Country Safety Head India

Our Team:

The Patient Safety & Pharmacovigilance (PSPV) aspiration is to be a cutting-age safety group, to enable Sanofi to optimize the benefit-risk of our therapies, so we can best serve our patients and consumers.

The PV Regions group is an international, dynamic, and culturally diverse team dedicated to the safety of Sanofi products in regions/countries.

The [Multi] Country Safety Head ensures that local PV activities are performed in compliance with the global/regional/local PV regulations and PSPV Quality Documents (QDs) to warrant safe and appropriate use of Sanofi products in the assigned country (or countries for the M-CSH).

CSH Main responsibilities:

• The face of the Safety organization in the country

• Accountable for all PV related activities in the country & ensures that the local PV teams are properly trained to manage these activities.

• Ensures inspection readiness of the PV system in the country, serves as the local PV contact for the local authorities and acts as the local Responsible Person for Pharmacovigilance (RPP) where applicable per country legislation (this role can be delegated as needed)

• Builds & maintains all necessary relations/collaboration with the key PSPV stakeholders as well as other CSHs, and with the in-country partner functions (including but not limited to Medical, Regulatory, Quality, Commercial, Legal, and Country Leads).

• Accountable for local PV outsourced activities and PV compliance of local partnerships

• Accountable for local PV resources and budget with both local & global supporting functions

• Operates as Local Safety Officer (LSO) by managing medical safety of assigned local products under the oversight of the Regions Medical Safety Head (this role can be delegated as needed)

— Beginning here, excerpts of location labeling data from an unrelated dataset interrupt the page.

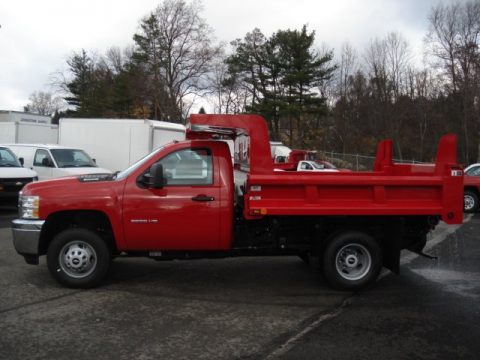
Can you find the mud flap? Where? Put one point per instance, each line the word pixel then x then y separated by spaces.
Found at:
pixel 392 245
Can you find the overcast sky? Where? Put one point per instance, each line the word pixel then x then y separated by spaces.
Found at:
pixel 36 37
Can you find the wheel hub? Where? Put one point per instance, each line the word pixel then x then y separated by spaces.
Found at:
pixel 468 202
pixel 353 261
pixel 78 259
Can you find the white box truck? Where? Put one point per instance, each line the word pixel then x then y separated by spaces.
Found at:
pixel 24 133
pixel 116 144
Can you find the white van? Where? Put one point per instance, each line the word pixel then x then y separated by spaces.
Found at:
pixel 53 161
pixel 13 177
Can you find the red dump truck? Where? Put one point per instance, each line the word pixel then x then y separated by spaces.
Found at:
pixel 181 202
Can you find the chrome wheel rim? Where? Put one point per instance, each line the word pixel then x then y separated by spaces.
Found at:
pixel 468 202
pixel 353 262
pixel 77 259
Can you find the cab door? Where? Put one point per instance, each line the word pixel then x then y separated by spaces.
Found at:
pixel 184 214
pixel 43 164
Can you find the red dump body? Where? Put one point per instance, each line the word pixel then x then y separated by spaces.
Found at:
pixel 390 189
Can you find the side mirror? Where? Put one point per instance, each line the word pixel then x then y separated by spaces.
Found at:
pixel 47 162
pixel 157 180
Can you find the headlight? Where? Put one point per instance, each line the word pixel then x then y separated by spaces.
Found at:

• Oversight of the Export Markets managed by India PV team

• Accountable for ensuring PV activities are managed by the Export Market Partners are compliant as per PVA and PV requirements in the perimeter, including promoting actions to make the partner raise to the required compliance levels.

• Manages the India PV team overseeing PV activities for Export Market Partners, if applicable.

Experience:

• Strong experience with PV systems & Regulatory Agency interactions

Soft skills:

• Strong leadership

• Able to create networks and to collaborate in an international cross-functional environment.

• Self–motivated, ruthlessly prioritize to deliver most value.

• Solution oriented & strategic thinking while keeping patients and customers top of mind.

• Good communicator with attention to detail while seeing the big picture.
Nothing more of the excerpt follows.